Residents around the rebel-held Bab al-Hawa border crossing, a strategic gateway to Turkey, said a missile flattened the headquarters of Ahrar al-Sham nearby and killed Abu al-Nasr, the head of the group's arms procurement division.

Nusra, which has been trying with allies to remove its name from the UN terrorist list, was taken by surprise when coalition warplanes bombed several of its positions during the initial strikes in September.

Last week the group seized control of areas of Idlib province from Western-backed rebel leader Jamal Maarouf, head of the Syria Revolutionaries' Front in northern Syria, confiscating its weapons. It also took positions from the Hazzm Movement, another recipient of Arab and Western support.

Maarouf, whose group is one of the biggest non-Islamist rebel formations, said in a video statement his group had abandoned villages only to avoid civilian casualties.

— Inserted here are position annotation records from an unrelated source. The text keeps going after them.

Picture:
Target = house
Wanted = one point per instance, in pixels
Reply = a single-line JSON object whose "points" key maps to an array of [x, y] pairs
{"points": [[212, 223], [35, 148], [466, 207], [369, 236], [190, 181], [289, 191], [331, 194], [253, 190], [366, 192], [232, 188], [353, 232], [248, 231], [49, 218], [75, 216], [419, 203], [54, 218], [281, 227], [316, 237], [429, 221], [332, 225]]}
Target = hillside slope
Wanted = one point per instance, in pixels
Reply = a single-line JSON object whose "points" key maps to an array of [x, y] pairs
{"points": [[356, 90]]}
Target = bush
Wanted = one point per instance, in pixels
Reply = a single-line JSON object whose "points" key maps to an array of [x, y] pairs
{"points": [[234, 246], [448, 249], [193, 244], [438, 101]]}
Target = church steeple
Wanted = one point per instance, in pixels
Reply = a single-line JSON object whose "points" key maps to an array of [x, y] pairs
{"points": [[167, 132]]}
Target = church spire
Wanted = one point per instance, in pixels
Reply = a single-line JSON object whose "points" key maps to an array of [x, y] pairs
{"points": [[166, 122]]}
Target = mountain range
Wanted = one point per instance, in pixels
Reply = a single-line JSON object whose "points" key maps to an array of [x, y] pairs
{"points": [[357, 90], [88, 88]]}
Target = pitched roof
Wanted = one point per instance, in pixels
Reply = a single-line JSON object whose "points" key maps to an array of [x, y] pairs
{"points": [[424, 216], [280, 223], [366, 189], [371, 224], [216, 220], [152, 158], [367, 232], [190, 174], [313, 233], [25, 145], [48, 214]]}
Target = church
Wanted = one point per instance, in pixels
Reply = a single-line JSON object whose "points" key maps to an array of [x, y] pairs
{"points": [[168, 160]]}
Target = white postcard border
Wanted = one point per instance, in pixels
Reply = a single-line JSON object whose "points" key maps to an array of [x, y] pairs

The retreat marked a big blow to the non-Islamist opponents of Assad, who have generally struggled against better armed and equipped Islamist groups including Nusra Front and Islamic State.

The United States is planning to expand military support to what it describes as the moderate opposition to Assad as part of its strategy against Islamic State in Syria.

Nusra Front was once seen as the strongest insurgent group in Syria but has been eclipsed by Islamic State, which broke with Al Qaeda early this year and has seized wide areas of Syria and Iraq.